Mappe d’Italia: il progetto per la qualità del futuro

Vista aerea di una porzione di territorio umbro
Vista aerea di una porzione di territorio umbro

Una lettura che alla tradizionale dimensione del bilancio relativo allo stato dell’arte unisca quello delle potenzialità, arrivando così a quantificare e tracciare, per i territori, la capacità di produrre innovazione e “qualità del futuro”: il progetto si chiama “Mappe d’Italia” ed è promosso dall’Istituto Nazionale di Urbanistica.

Attualmente si trova nella fase sperimentale ed è concentrato sull’area emiliano – romagnola, ma una volta messi a punto gli indicatori e “rodato” il processo valutativo sarà possibile estenderlo, in prospettiva, a tutto il territorio nazionale.

Le “Mappe d’Italia” potranno essere un utile punto di riferimento per individuare difetti e margini di miglioramento, per valutare i territori nella dimensione della prospettiva e delle traiettorie di sviluppo, tenendo conto di fattori come la sostenibilità ambientale e sociale, la resilienza, i paradigmi ecologici.

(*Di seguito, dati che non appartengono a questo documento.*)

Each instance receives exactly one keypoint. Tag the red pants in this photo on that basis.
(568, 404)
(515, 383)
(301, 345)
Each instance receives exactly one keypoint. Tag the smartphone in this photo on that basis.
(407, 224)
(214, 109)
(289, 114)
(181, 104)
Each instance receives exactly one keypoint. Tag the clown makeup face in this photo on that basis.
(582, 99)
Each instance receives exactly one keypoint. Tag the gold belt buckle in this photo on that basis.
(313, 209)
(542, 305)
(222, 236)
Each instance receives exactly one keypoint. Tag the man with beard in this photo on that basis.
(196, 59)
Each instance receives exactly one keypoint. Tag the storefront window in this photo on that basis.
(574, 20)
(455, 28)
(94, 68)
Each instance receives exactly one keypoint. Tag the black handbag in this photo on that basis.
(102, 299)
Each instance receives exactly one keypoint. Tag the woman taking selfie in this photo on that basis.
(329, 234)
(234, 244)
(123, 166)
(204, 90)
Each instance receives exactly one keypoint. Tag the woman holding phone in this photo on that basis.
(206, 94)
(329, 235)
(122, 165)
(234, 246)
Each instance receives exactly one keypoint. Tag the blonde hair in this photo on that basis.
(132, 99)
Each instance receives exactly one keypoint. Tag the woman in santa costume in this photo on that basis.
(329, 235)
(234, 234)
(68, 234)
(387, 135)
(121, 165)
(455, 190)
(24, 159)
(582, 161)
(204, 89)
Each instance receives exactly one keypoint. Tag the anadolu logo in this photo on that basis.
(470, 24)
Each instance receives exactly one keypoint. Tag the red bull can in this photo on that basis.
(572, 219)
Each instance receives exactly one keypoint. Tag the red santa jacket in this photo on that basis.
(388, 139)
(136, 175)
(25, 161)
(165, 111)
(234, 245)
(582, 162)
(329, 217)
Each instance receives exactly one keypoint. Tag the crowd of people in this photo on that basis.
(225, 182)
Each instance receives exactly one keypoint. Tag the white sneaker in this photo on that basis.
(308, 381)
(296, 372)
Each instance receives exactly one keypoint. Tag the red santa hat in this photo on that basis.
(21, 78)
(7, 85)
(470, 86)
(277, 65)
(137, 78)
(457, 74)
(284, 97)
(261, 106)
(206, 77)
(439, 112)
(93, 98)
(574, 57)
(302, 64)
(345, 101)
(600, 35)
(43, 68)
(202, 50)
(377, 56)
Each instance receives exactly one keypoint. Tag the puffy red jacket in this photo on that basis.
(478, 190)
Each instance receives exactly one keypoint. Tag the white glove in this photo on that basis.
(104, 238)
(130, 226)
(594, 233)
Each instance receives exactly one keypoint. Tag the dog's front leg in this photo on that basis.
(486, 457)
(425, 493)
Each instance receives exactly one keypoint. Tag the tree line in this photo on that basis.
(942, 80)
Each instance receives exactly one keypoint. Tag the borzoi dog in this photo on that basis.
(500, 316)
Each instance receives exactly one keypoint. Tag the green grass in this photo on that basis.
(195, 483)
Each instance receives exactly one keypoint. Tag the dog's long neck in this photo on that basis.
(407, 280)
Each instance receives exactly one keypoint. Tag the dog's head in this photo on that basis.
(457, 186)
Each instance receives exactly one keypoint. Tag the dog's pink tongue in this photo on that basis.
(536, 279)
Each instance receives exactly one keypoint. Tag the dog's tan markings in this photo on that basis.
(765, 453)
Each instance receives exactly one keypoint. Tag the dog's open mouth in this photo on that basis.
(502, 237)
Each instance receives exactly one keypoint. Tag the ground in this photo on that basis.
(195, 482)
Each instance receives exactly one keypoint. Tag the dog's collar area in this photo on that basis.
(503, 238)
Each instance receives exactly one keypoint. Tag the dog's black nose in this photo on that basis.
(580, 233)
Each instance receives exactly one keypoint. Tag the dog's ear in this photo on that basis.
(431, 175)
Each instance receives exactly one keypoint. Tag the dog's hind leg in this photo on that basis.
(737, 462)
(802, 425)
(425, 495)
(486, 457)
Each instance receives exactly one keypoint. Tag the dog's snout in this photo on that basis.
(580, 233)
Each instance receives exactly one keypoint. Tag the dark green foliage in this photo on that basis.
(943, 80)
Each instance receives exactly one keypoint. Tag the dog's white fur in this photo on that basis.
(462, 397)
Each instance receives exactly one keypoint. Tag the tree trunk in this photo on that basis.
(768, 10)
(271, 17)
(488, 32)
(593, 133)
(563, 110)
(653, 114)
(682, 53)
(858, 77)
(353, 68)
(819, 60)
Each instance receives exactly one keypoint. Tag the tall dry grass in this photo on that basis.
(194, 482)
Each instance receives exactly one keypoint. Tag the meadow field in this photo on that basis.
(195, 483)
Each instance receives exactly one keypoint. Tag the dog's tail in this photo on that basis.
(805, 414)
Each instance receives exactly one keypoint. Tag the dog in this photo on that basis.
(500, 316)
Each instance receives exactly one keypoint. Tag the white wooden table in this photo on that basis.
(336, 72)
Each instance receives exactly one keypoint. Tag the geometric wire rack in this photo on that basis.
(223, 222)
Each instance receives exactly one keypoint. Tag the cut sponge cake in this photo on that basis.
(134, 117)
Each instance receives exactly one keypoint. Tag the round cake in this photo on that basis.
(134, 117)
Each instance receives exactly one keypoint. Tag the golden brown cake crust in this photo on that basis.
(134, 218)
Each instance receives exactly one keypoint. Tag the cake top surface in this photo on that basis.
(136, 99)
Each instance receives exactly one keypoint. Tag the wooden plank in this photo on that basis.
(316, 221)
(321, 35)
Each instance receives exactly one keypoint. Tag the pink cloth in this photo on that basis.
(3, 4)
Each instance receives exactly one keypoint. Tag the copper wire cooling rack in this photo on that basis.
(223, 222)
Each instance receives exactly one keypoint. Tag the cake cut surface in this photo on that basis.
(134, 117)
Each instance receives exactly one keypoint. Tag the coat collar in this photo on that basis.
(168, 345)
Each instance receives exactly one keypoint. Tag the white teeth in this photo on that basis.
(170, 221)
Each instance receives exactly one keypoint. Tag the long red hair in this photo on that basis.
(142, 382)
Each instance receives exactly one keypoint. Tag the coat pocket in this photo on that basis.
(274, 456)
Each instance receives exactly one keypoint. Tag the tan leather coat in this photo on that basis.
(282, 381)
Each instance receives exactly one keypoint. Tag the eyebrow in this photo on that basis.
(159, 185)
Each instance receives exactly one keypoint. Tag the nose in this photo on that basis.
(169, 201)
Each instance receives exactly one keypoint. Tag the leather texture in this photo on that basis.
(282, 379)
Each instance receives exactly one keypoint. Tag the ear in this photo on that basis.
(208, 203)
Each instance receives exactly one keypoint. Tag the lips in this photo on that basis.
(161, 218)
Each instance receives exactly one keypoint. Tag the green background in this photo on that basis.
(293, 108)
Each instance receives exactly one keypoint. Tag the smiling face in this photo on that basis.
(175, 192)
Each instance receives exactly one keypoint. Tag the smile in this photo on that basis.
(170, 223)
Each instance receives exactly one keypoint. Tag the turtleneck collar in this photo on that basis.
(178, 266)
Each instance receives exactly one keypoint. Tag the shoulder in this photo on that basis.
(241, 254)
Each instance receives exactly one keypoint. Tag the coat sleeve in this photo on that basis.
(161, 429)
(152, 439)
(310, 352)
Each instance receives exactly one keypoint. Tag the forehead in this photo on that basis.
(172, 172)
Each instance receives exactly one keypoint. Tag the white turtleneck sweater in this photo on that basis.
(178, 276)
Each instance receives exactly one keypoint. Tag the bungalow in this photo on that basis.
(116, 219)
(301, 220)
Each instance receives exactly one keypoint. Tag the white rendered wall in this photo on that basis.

Spiega Gianluca Cristoforetti, responsabile del progetto: “L’obiettivo è la mappatura relativa alla capacità dei territori di immaginare la ‘qualità del futuro’ provando a superare il concetto per cui la qualità della vita – analisi della situazione presente – possa essere anche e necessariamente qualità del futuro. Mappare l’importanza della pianificazione del buon uso dei beni comuni, ad esempio, o delle strategie che provano a mettere le comunità al centro dei processi decisionali. Questo, al di là degli slogan tipo ‘zero consumo di suolo’, permetterebbe di tracciare realmente le traiettorie di sviluppo dei territori mettendo a sistema qualità dell’ambiente, resilienza, paradigma smart e sostenibilità sociale”.

Cristoforetti sottolinea che la novità del progetto risiedono nella “valorizzazione di un patrimonio straordinario del nostro Paese, che negli ultimi tempi abbiamo fortemente smarrito: la capacità di prefigurare, immaginare, progettare i nostri territori coniugando il fare delle nostre comunità con la bellezza che ha pervaso, fino a un certo punto, la nostra storia. L’Italia può farcela se ritrova la capacità di costruire qualità, anche del proprio futuro, attraverso la pianificazione che oggi qualcuno paradossalmente ritiene un freno allo sviluppo. Per questo dobbiamo essere in grado di valutarci, di verificare quali sono i nostri gap, di comprendere che esistono territori dove investire risorse produce ricchezza ed altri dove gli investimenti hanno bisogno di un territorio capace prima di apprendere e poi caso mai di spendere”.